Echoing the story of “The Conjuring” in set-up, this spin-off/prequel picks a family from an early 1970s PSA on how to be boring and places them into a tale of terror in the era of Charles Manson’s Helter Skelter. Wife Mia (Annabelle Wallis) and John (Ward Horton) are preparing to welcome their new baby into their quiet suburb home. These plans are complicated when the two are attacked in their home by wacko occult members one night, which causes distress to Mia’s pregnancy, and some occultist blood to get in the eye of her beloved Annabelle doll, a gift from her husband. Supernatural shenanigans soon ensue leading up to the baby’s birth, even though Annabelle gets trash-canned for being in the arms of one of the occultists when she died.

After a sudden fire in their home, the new unit of three moves to a high rise in the city where the doll finds its way into a moving box, and Mia essentially forgets her initial anxiety about its horrific significance.
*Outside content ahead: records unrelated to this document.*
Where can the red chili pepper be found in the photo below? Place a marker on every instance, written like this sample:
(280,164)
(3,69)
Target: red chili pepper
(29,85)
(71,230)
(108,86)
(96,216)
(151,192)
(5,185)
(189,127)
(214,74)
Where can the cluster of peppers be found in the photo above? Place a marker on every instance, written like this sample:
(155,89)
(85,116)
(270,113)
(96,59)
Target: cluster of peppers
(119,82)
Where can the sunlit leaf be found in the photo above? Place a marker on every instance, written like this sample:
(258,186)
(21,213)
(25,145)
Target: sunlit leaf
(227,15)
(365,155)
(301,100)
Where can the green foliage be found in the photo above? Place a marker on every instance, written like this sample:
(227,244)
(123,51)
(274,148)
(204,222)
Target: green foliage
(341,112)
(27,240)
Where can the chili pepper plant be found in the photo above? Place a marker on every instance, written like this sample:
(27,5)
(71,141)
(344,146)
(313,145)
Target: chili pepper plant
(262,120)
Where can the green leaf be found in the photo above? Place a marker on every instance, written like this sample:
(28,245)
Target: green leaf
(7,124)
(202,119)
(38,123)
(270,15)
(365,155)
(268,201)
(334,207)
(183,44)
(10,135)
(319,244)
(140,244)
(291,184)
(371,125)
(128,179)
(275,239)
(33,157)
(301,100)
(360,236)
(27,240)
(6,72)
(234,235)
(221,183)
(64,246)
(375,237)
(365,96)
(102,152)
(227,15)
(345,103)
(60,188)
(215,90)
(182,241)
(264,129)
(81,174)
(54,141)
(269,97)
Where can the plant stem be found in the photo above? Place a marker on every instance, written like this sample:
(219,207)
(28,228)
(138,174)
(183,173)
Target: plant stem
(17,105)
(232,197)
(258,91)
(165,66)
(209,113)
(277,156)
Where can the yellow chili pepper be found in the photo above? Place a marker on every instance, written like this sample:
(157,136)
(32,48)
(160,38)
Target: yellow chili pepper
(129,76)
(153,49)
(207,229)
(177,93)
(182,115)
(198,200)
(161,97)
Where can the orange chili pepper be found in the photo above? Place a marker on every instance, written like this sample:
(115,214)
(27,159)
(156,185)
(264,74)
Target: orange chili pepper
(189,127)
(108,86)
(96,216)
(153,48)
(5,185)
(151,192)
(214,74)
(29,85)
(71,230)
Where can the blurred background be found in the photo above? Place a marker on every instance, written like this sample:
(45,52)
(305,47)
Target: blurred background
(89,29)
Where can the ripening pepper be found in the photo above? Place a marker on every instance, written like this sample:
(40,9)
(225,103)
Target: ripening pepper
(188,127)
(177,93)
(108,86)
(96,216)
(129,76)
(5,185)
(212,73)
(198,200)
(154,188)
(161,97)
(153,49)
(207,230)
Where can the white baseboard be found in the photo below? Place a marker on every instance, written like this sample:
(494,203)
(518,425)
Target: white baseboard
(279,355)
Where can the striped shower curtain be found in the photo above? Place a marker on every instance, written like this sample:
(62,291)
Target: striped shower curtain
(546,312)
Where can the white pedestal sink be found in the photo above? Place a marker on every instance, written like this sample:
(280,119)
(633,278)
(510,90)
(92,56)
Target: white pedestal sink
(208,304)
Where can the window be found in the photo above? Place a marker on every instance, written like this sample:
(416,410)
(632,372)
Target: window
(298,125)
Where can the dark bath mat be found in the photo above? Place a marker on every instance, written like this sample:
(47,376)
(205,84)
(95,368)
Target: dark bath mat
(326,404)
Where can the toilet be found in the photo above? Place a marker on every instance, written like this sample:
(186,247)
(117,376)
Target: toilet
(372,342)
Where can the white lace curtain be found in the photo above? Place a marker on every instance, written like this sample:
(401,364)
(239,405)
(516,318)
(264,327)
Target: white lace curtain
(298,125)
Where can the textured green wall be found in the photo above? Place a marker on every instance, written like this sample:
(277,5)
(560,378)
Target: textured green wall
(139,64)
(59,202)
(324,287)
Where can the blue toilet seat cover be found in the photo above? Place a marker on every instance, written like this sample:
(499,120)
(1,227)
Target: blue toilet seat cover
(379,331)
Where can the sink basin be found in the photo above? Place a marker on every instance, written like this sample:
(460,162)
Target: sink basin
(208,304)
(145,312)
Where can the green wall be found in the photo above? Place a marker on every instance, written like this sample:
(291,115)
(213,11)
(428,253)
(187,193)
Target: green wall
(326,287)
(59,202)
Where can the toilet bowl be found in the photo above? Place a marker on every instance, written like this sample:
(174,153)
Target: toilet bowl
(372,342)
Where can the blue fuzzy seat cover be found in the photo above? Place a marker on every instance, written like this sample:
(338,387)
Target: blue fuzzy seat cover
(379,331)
With John off to work to do doctor stuff, Mia ends up confronting different freaky weirdness, experiencing ruthless anxiety concerning her safety and the devil’s desire for her baby’s soul.

Annabelle
‘Annabelle’
Photo credit: Warner Bros.

Given the very specific engineering behind the film, another glossy haunted house fill with jump scares and tedious oddities that go nowhere, there is a soft quality to the film when contextualizing it as modern multiplex fare. To quote a recent film, “America loves pregnant women,” and that sentiment carries over as the innocence of the matriarch remains in tact, a poor young mother terrorized and pushed around by an evil, mean spirit. With these factors in action, the movie only touches upon its bigger ideas (which are recognized more vividly in upcoming Chicago International Film Festival entry “The Babadook,”) and leaves them to be dug up in its movie references. Despite the terrain laid out, this slick horror flick isn’t out to challenge its audience beyond their ability to be scared by plotted mischievousness. Its best scare comes from a psychological fake-out not related to electricity and creaky doors gone wild, but one that shows the anxiety muffled by the film. Occurring in the third act, even when viewing a certain act of violence without the thematic context, “Annabelle” presents a disturbing act of violence that briefly feels like horror.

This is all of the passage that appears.